I'm a new guy to databases, and I'm trying to figure out a good solution for dealing with large datasets. I mostly do statistical analyses using R, so I don't need a database as the backend of web pages or anything. By datasets are generally static - they are just big.
I was trying to do a simple left join of a ~10,000,000 record table on a ~1,400,000 table. The 1.4 m table had unique records. After churning for 3 hours, it quit on me. The query was specified correctly - I ran it limiting the retrievals to 1000 records and it returned exactly as I expected. Eventually, I found a way to split this up into 10 queries and it ran, but by this time, I was able to do that merge in R pretty quickly, without all the fancy calls to sqlite and indexing.
I've been looking to use databases because I thought they were faster/more effective for these basic data manipulations, but maybe I'm just overlooking something. In the above example, I had indexed in the appropriate columns, and I'm surprised that sqlite could not handle it whilst R could.
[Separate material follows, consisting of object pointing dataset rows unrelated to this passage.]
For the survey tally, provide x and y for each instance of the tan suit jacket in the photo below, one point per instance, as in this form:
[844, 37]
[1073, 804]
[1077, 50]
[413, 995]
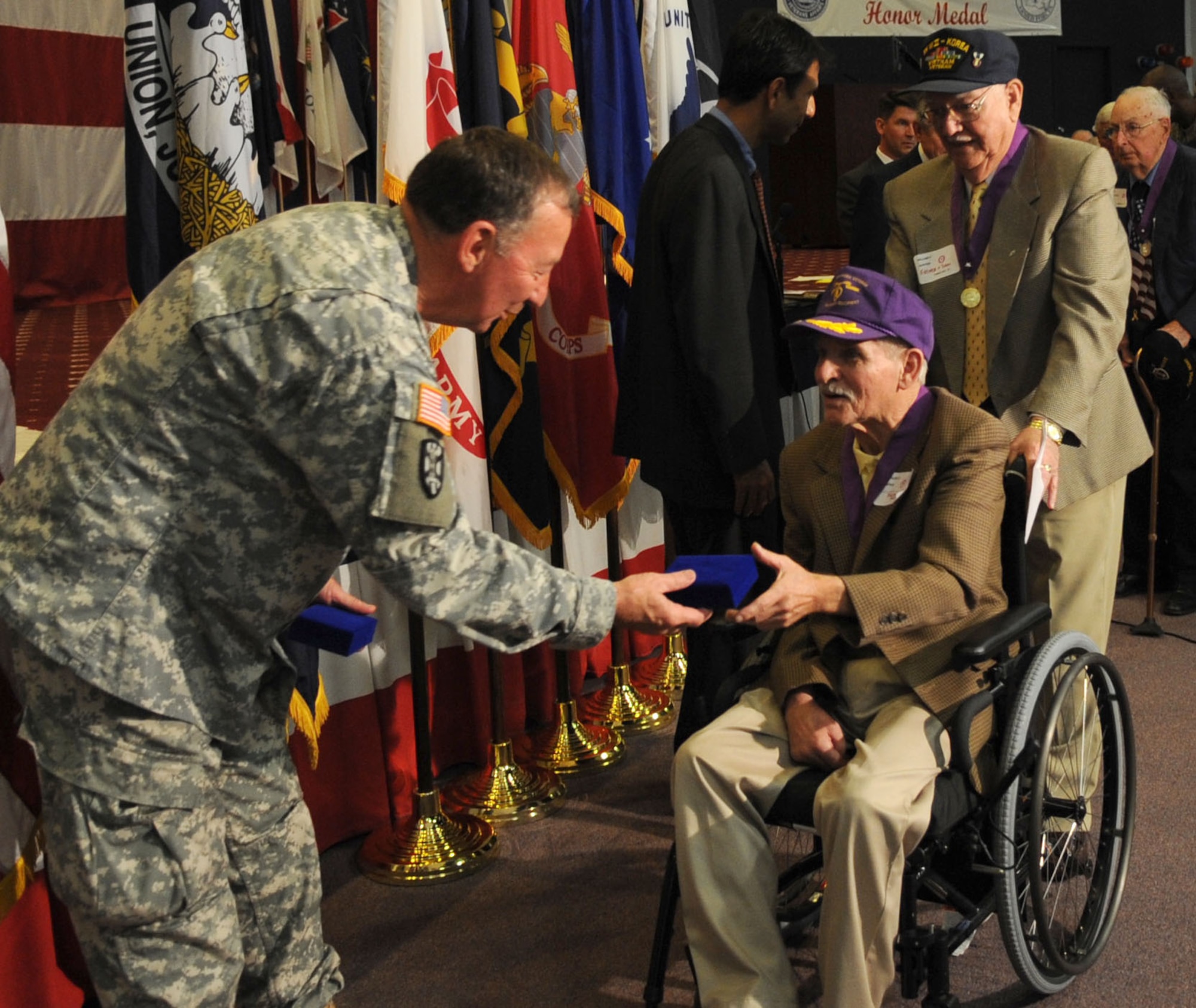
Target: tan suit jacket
[926, 569]
[1059, 277]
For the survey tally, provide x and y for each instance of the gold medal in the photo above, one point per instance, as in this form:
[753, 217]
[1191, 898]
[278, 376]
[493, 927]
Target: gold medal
[971, 298]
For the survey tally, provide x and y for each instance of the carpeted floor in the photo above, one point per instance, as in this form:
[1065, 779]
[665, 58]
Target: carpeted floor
[54, 350]
[565, 914]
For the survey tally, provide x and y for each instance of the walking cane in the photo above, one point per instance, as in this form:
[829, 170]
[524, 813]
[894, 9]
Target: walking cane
[1150, 626]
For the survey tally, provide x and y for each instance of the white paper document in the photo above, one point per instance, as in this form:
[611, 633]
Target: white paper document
[1038, 486]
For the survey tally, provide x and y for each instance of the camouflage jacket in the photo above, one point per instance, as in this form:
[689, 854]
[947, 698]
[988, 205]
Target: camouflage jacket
[257, 416]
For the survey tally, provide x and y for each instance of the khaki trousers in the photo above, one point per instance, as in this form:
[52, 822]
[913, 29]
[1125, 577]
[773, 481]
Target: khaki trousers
[871, 814]
[1072, 559]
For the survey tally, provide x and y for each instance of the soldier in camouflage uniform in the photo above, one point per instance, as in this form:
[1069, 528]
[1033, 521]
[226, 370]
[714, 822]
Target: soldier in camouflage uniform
[271, 404]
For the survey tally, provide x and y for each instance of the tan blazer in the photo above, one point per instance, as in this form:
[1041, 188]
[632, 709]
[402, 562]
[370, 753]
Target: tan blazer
[926, 569]
[1059, 277]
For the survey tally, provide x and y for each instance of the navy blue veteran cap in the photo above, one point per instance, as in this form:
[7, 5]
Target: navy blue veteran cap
[863, 306]
[957, 62]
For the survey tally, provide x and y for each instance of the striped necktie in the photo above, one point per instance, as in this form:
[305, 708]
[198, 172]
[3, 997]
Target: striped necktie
[764, 216]
[977, 331]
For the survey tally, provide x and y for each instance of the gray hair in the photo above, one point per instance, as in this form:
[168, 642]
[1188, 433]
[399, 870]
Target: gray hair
[487, 174]
[1156, 101]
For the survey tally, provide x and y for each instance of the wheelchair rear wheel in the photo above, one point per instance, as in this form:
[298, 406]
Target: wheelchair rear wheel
[1064, 829]
[801, 881]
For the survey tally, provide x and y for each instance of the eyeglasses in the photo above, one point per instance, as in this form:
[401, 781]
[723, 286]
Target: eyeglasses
[965, 113]
[1132, 130]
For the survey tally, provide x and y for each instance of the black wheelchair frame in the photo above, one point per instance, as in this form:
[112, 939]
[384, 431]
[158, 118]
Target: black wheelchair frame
[1046, 848]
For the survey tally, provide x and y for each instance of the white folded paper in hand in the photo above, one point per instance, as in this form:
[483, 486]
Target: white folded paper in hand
[1038, 486]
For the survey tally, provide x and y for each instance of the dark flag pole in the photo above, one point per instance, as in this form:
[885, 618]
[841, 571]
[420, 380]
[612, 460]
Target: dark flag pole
[571, 747]
[429, 846]
[623, 705]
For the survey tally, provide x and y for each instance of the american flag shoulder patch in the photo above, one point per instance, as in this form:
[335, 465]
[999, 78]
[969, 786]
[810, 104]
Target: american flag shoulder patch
[432, 408]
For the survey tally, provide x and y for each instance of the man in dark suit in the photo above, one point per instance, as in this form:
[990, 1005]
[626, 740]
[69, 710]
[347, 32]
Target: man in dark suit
[893, 510]
[704, 369]
[898, 132]
[1029, 308]
[1160, 212]
[870, 228]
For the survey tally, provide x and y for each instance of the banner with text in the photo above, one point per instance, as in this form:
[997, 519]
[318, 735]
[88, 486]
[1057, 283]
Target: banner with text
[922, 17]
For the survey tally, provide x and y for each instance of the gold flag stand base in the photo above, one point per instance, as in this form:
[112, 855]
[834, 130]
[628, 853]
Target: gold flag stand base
[571, 748]
[507, 792]
[626, 707]
[670, 677]
[428, 847]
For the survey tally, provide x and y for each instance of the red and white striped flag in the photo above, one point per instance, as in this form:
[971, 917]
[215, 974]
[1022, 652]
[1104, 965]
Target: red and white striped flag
[8, 363]
[63, 150]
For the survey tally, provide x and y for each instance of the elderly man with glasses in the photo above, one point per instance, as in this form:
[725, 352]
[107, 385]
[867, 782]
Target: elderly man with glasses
[1158, 209]
[1015, 243]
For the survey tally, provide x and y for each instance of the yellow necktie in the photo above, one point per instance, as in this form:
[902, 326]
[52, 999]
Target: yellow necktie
[977, 334]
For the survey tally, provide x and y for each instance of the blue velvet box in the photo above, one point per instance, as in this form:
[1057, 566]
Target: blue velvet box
[333, 630]
[723, 582]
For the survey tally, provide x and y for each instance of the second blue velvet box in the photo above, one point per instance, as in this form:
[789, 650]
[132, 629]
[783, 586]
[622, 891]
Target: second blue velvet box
[723, 582]
[333, 630]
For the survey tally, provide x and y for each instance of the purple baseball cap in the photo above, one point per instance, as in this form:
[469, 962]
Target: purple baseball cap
[862, 304]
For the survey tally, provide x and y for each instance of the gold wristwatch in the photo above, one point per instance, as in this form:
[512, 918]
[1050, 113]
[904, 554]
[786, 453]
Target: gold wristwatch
[1053, 430]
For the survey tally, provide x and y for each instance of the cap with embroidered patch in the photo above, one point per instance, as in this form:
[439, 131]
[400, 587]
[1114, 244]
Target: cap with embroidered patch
[957, 62]
[862, 304]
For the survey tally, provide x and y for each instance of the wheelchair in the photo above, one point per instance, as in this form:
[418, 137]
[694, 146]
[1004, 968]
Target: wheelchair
[1046, 847]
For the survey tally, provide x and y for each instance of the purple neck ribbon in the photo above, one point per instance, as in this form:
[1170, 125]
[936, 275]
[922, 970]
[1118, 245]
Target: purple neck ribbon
[895, 453]
[1161, 175]
[972, 249]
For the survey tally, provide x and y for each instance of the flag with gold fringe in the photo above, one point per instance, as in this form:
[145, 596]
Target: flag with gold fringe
[521, 482]
[572, 328]
[619, 149]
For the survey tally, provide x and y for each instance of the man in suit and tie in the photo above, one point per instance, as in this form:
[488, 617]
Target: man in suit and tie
[704, 368]
[1160, 215]
[870, 228]
[898, 132]
[1015, 243]
[893, 509]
Sorry if this question is a little foggy (I'm a little foggy on databases), but if anyone has any advice on something obvious I'm doing wrong to not take advantage of the power of sqlite, that would be great. Or am I just expecting to much of of it, and a 100 m X 1.4 m record merge is just too big to execute without breaking it up?
I would think that a database could outperform R in this respect?
thanks!
EXL